After high school, Michael Bradley-Smith intends to play music for the Marines, citing the challenging nature of the audition as his primary motivation. He described it as “something I could be very proud of if I made it.”
Rachel Gima is another outstanding student musician. Currently a junior, Gima has been playing the flute since the 4th grade, and is a flutist in the honors band. As the drum major, she also spends considerable time perched atop a ladder to conduct the marching band at the Eagle Point football games. For the second time, Gima has won entrance into the Western International Band Clinic to be held in Seattle. The audition process considers honors band students from across six states, and involves recording a classical solo piece. She will have the opportunity to perform original music composed by five different conductors as part of a 460 piece band. On top of her musical pursuits, Gima participates in the Skills USA and Mathletes competitions, and is a member of the Honor Society. When asked for her feelings about her school’s band, she described the group as “incredible people,” saying “they’re my best friends.”

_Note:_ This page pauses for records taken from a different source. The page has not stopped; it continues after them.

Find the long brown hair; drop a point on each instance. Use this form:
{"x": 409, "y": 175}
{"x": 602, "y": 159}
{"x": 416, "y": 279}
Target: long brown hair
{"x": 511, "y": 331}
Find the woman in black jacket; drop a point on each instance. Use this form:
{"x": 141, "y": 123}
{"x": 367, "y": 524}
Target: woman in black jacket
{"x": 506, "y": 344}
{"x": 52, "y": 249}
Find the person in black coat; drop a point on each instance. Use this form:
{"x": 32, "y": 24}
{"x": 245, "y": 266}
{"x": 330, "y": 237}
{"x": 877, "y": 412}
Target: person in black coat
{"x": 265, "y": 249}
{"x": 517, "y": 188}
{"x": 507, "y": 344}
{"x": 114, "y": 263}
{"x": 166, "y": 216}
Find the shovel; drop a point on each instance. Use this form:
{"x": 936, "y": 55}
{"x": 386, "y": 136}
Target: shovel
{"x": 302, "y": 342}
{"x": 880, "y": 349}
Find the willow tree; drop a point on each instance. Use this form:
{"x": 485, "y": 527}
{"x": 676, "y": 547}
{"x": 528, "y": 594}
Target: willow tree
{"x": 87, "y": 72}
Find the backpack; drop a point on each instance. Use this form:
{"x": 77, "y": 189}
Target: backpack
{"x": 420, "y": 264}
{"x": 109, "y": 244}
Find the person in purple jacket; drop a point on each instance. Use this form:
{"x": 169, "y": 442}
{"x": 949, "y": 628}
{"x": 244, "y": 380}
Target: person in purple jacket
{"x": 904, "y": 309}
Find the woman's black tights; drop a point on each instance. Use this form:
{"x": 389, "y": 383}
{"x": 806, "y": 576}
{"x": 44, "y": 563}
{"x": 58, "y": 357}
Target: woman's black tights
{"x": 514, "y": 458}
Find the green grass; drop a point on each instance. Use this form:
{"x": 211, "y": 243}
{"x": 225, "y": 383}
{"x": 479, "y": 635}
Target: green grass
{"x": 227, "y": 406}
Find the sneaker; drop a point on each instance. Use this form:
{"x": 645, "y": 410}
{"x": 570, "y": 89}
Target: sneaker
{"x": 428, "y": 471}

Gima plans to attend Harvard University where she will, of course, continue to play the flute. Her goals are to double major in biology and women’s studies, and eventually to graduate from medical school and become an obstetrician.
Durst clearly likes teaching his band, and said he especially enjoys the chance to “show the community that we’re a part of it.” No one should expect any slower progress for Eagle Point’s marching band in the future. According to Durst, “we’re going full steam ahead.”